Mais quand on fait un film, on ne cherche pas du tout à être représentatif, on se pose beaucoup de questions sur la représentation. On filme le Réel mais à partir du moment où on le filme, on le met aussi en scène, on se demande comment on va le représenter. Mais je n’ai jamais cherché à être représentative, en plus je crois qu’il est absolument impossible de l’être et je lutte contre ça. Pour moi, le représentatif est quelque chose de normatif.

Mais c’est un reproche qui m’a été fait dans certains milieux agricoles où on voudrait effectivement montrer une image de l’agriculture modèle.

LSDC : Vous filmez les paysans avec beaucoup de tendresse, beaucoup d’humour aussi, vous montrez une agriculture qui va disparaître et vous en filmez les gestes, le beurre, la traite des vaches également l’attachement à la terre, les animaux. Avez-vous voulu donner à ce film une valeur de témoignage pour montrer ce qu’a pu être cette agriculture à une époque ?

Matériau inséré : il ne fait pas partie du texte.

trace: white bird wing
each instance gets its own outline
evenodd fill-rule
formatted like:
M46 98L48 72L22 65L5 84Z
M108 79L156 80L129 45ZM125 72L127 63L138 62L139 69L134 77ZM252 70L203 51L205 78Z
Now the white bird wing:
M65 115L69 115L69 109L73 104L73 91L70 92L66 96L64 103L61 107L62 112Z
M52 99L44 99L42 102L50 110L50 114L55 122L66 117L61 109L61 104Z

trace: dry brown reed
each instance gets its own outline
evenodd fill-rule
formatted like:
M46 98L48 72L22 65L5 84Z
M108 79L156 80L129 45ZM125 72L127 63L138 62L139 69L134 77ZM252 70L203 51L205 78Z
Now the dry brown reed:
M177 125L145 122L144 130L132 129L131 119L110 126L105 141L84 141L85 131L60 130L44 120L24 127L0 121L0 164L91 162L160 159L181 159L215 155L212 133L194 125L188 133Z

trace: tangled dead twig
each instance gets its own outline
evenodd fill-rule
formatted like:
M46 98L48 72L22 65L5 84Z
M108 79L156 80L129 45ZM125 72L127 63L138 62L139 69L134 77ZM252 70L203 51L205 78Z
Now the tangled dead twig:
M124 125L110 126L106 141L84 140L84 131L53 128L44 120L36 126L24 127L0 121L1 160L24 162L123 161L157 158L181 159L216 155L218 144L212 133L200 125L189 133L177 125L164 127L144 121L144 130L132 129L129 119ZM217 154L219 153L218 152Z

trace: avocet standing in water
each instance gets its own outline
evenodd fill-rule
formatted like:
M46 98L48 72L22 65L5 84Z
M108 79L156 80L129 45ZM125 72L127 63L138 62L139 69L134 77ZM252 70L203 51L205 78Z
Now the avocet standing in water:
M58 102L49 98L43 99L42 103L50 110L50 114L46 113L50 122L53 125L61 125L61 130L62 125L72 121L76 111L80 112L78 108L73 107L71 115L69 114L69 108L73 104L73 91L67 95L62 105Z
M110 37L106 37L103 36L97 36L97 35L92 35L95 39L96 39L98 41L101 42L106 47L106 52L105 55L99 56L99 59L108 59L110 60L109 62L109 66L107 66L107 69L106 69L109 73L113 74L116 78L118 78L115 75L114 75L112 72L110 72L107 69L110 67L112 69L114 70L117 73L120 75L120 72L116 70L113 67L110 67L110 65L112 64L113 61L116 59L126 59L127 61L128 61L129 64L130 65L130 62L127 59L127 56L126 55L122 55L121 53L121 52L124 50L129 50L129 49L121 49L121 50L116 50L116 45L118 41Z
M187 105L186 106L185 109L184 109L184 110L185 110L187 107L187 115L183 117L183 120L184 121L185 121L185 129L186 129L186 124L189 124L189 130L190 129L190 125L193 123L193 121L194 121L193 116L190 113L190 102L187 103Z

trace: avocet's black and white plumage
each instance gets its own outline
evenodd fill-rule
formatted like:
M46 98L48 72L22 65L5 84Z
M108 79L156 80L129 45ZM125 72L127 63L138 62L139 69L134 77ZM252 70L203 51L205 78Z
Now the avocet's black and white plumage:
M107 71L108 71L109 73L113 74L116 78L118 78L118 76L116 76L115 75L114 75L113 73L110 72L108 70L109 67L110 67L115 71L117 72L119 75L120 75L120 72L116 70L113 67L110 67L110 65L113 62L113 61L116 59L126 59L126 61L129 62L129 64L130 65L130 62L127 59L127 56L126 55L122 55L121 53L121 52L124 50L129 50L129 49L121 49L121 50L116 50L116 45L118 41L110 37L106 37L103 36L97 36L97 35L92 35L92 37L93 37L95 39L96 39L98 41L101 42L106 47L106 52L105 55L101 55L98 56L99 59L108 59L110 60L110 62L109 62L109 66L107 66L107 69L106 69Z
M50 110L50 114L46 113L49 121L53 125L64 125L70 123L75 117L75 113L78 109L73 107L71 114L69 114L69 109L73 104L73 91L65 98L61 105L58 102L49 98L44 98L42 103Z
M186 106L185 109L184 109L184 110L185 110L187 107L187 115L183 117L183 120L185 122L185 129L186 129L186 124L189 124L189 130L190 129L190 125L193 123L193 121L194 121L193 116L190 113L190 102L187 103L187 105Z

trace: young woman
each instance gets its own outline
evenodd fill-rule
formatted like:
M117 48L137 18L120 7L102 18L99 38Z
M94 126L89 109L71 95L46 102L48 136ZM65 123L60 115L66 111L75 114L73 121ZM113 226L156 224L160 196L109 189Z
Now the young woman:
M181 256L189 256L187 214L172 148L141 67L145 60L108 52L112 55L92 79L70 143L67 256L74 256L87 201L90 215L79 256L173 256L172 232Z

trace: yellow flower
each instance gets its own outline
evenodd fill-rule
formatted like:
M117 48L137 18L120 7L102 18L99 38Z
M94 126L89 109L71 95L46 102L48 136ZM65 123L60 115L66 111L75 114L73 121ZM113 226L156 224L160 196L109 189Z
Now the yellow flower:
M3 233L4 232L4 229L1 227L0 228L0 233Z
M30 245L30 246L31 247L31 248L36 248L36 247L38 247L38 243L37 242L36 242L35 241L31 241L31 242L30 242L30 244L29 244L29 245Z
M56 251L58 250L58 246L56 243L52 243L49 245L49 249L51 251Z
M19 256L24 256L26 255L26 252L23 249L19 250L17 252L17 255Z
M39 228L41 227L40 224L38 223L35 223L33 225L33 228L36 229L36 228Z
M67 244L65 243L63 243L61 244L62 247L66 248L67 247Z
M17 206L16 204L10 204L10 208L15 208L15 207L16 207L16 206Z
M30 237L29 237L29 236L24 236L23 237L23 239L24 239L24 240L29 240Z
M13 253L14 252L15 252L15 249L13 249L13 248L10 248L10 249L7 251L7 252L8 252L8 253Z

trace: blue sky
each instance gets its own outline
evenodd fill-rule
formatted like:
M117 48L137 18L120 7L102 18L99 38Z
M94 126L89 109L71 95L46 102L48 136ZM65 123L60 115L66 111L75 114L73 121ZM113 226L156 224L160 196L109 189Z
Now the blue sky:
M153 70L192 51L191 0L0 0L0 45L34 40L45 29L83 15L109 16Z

Ariane Doublet : Ce n’est pas "cette agriculture à une époque" car j’ai tourné en 1999 et j’ai filmé les choses telles qu’elles sont en 1999.

C’est vraiment un film que j’ai fait ici et maintenant, j’étais vraiment au présent des choses. On voit effectivement un des agriculteurs qui trait encore à la main, c’est vrai qu’ils ne sont plus très nombreux, par ailleurs on voit l’autre agriculteur dans sa salle de traite.

C’est sûr qu’en même temps le film sera une trace, je sais que le monde évolue et c’est comme ça dans tous les milieux. Le film deviendra une trace comme Farrebique de Georges Rouquier tourné en 1946 qui aujourd’hui est également un témoignage.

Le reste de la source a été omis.